第71章 71.沉默 迹部董事长瞬间陷入了沉默……
葛力姆乔作为一个拥有多年战斗经验的大虚, 对旁人的目光十分敏感。
迹部景吾只是多看了他两眼,就被他察觉,而后迅速皱着眉回看过去。
一人一虚的目光就这样在空中交会, 常年一张臭脸的葛力姆乔朝迹部景吾挑了挑眉。
他本来就比迹部稍高一点,再这么一脸不爽地挑眉, 看上去实在很像对迹部有什么敌意——虽然如果有熟悉他的人在这里,肯定一眼就能看出来,这就是这只性格暴躁的虚的常态。
迹部不认识他, 被他这么回看一眼,想的却是这人看起来很不喜欢自己,为什么?因为石田花雨吗?
于是迹部便没有移开目光。
一人一虚隔了几步, 谁都没开口说什么, 气势却都很足,像在隐隐对峙。
花雨拿着一大袋毛绒玩偶来到停车场时, 看到的就是自家老板和葛力姆乔在那大眼瞪小眼的场面。
花雨:“?”他俩在干嘛?
她还在疑惑, 葛力姆乔先开了口, 说你迟了好几分钟。
花雨心想你一只虚还挺有时间观念,但还是解释:“我下来了才想起来没把要给妮露的礼物带下来,就又上去了一趟。”
葛力姆乔就看向她提在手里的那一大袋东西,一脸嫌弃地表示,这种玩意儿那女人有很多。
花雨:“你不懂,这些是限量版,衣服不一样的, 你帮我带给她就行了,别的不用管。”
“……知道了。”葛力姆乔还是一脸不爽,但总算答应,“可以走了吗?”
花雨解锁了车子, 让他先上去,之后又绕到另一边,跟迹部说,不出意外的话,八点之前会去找他。
迹部:“……知道了。”
一模一样的两句话,一模一样的声音。
花雨听得很恍惚,实在没控制住自己吐槽的欲望,说你俩声音也太像了吧,你有没有发现。
迹部景吾脸都黑了:“像吗?”
花雨点头,没说出口的是,当一向华丽优雅的迹部总监也用那种带点不爽的语气说话时,就更像了。
迹部不知道她的腹诽,但还是没忍住问她:“……他也是你以前的同学?”
花雨说不是,他是雨龙的朋友。
“不说了,再不走一会儿又要堵车。”她看了一眼时间,决定先去给云雀送礼,“晚点再见!”
可能是这句晚点再见取悦到了迹部景吾,火速坐到驾驶位上时,她在后视镜里看见他一闪而过的笑意。
便也下意识勾起唇角。
坐在副驾驶的葛力姆乔很费解:“你笑什么?”
花雨说我心情好不行吗?
葛力姆乔:“……算了不重要,你赶快带我去找你说的那个人。”
他话音刚落,花雨就启动了车,熟练地往停车场出口驶去,说你放心,我肯定让你们今晚就打上。
习惯性臭脸的大虚哼了一声,像猫科动物在表达“还行吧我勉强满意”时会发出的那种声音。
花雨听得很感慨,说你的声音真的跟我老板很像。
“那个对我有敌意的人类是你老板?”葛力姆乔说话很直接,思考方式更直接,“他看起来只是普通人,应该看不出我的身份,为什么会对我有敌意?”

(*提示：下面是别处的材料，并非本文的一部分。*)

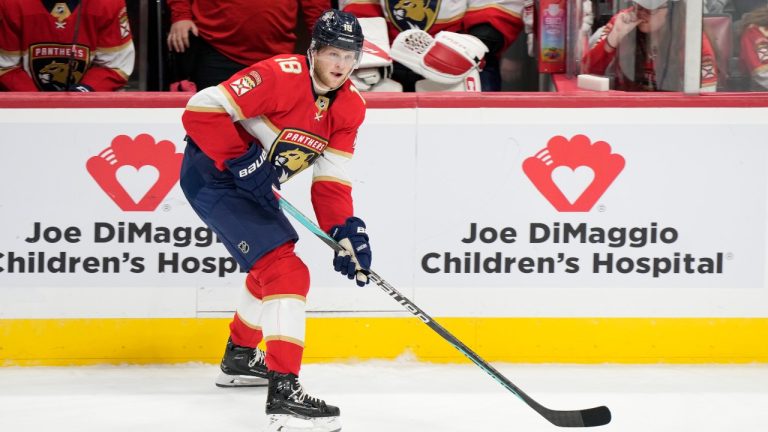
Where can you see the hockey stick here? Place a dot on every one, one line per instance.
(597, 416)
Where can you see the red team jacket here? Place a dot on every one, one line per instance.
(597, 60)
(434, 16)
(754, 54)
(36, 45)
(248, 31)
(272, 103)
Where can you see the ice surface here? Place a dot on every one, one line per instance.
(392, 396)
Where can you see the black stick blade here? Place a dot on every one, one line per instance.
(597, 416)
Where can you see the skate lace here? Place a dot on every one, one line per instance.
(259, 357)
(300, 395)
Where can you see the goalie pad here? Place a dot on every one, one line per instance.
(447, 58)
(375, 63)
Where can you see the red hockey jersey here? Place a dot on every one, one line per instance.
(272, 102)
(248, 31)
(37, 45)
(434, 16)
(597, 60)
(754, 54)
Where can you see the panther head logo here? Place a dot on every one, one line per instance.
(57, 73)
(294, 160)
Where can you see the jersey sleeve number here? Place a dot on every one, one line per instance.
(289, 65)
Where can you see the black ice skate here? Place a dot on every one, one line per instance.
(287, 402)
(242, 367)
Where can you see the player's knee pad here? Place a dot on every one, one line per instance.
(281, 272)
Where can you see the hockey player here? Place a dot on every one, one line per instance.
(495, 22)
(254, 131)
(642, 46)
(64, 46)
(754, 47)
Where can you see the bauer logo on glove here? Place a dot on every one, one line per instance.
(355, 261)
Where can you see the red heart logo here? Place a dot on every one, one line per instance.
(573, 175)
(136, 173)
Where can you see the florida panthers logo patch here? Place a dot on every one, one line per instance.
(412, 14)
(294, 151)
(56, 65)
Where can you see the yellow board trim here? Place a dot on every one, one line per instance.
(49, 342)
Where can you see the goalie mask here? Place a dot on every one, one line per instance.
(339, 30)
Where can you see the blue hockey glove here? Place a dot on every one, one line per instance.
(355, 261)
(255, 175)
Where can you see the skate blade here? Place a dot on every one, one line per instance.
(288, 423)
(224, 380)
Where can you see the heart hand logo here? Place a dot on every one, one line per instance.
(573, 175)
(136, 173)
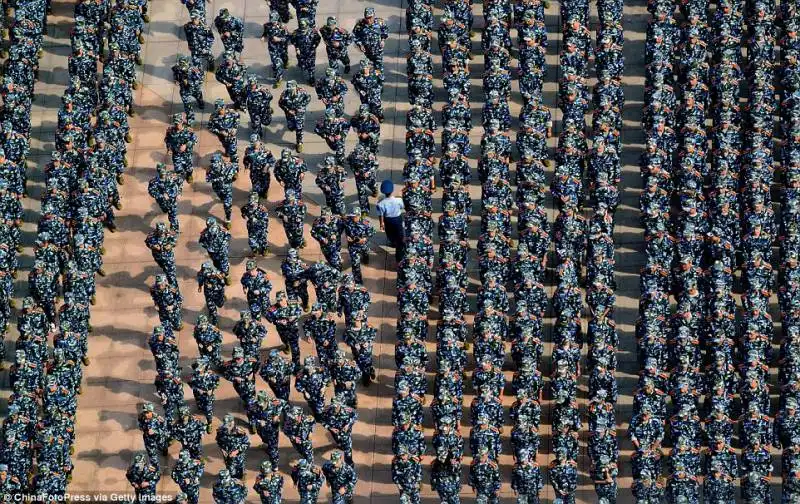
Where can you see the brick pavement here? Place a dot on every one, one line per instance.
(122, 371)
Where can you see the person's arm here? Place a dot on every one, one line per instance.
(379, 209)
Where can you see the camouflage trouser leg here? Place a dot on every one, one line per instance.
(168, 266)
(336, 203)
(172, 216)
(225, 193)
(205, 404)
(345, 443)
(231, 148)
(192, 493)
(291, 338)
(278, 58)
(281, 391)
(213, 311)
(364, 193)
(153, 451)
(376, 57)
(333, 255)
(188, 105)
(221, 262)
(356, 256)
(235, 465)
(269, 436)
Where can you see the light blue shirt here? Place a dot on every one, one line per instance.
(390, 207)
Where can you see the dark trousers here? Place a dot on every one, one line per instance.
(394, 232)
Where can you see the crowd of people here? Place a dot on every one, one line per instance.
(336, 294)
(78, 202)
(579, 244)
(707, 211)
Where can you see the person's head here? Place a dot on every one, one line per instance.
(387, 187)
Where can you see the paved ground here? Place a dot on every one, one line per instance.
(122, 371)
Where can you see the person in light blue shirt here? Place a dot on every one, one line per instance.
(390, 214)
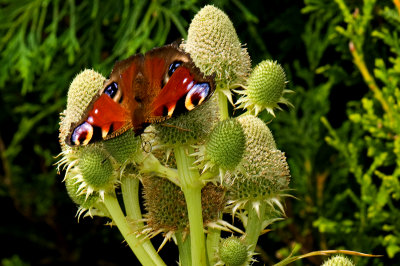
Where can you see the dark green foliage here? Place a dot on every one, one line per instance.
(348, 186)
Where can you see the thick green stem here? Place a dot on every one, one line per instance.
(223, 105)
(111, 202)
(191, 187)
(213, 238)
(254, 225)
(150, 164)
(185, 258)
(130, 194)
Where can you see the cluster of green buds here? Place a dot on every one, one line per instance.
(203, 164)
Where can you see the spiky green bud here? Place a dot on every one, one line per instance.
(338, 260)
(226, 144)
(166, 206)
(187, 128)
(75, 193)
(123, 147)
(233, 252)
(262, 179)
(215, 47)
(257, 135)
(96, 168)
(265, 88)
(81, 91)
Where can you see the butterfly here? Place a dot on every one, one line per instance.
(142, 90)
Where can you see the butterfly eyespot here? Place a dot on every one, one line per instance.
(197, 94)
(111, 90)
(173, 67)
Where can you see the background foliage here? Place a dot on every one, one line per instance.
(341, 139)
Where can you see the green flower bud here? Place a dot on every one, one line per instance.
(96, 168)
(262, 179)
(75, 193)
(226, 144)
(265, 89)
(338, 260)
(233, 252)
(81, 91)
(123, 147)
(187, 128)
(215, 47)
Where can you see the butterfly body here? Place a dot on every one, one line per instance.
(142, 90)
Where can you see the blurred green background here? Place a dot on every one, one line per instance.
(342, 59)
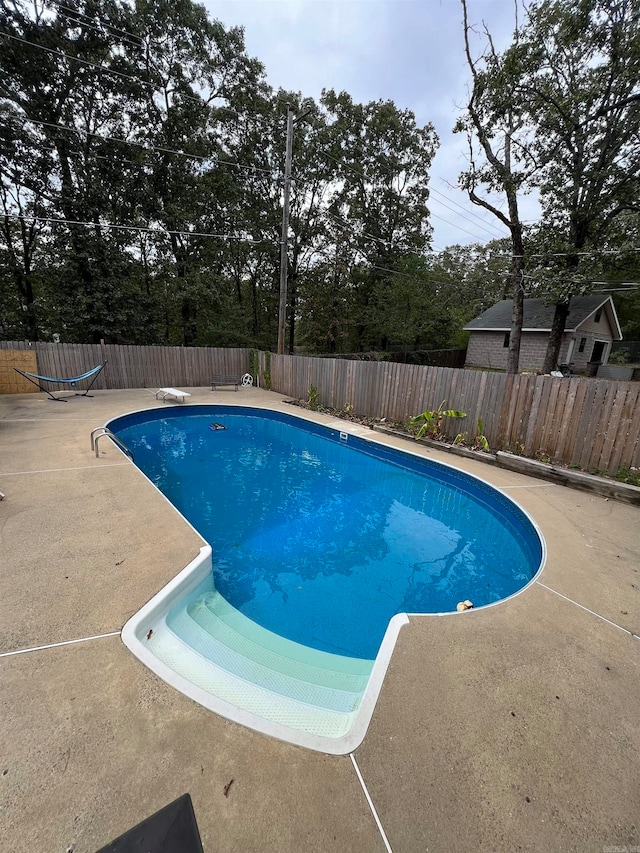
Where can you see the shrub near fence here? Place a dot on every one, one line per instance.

花雨刚把车开出停车场,就听到他的不解发言,差点猛踩一脚刹车。
“可能因为你看起来明显不是迹部集团的员工吧。”花雨迅速给迹部找了一个合理的理由。
葛力姆乔接受了这个理由,随即又表示你们人类真是麻烦。
花雨呵呵一声,直接结束这个话题,转而跟他介绍起了云雀。
显然他们这种好斗分子很容易被同类吸引,花雨只是稍微讲了一下云雀的战斗力,葛力姆乔就兴奋得快坐不住了。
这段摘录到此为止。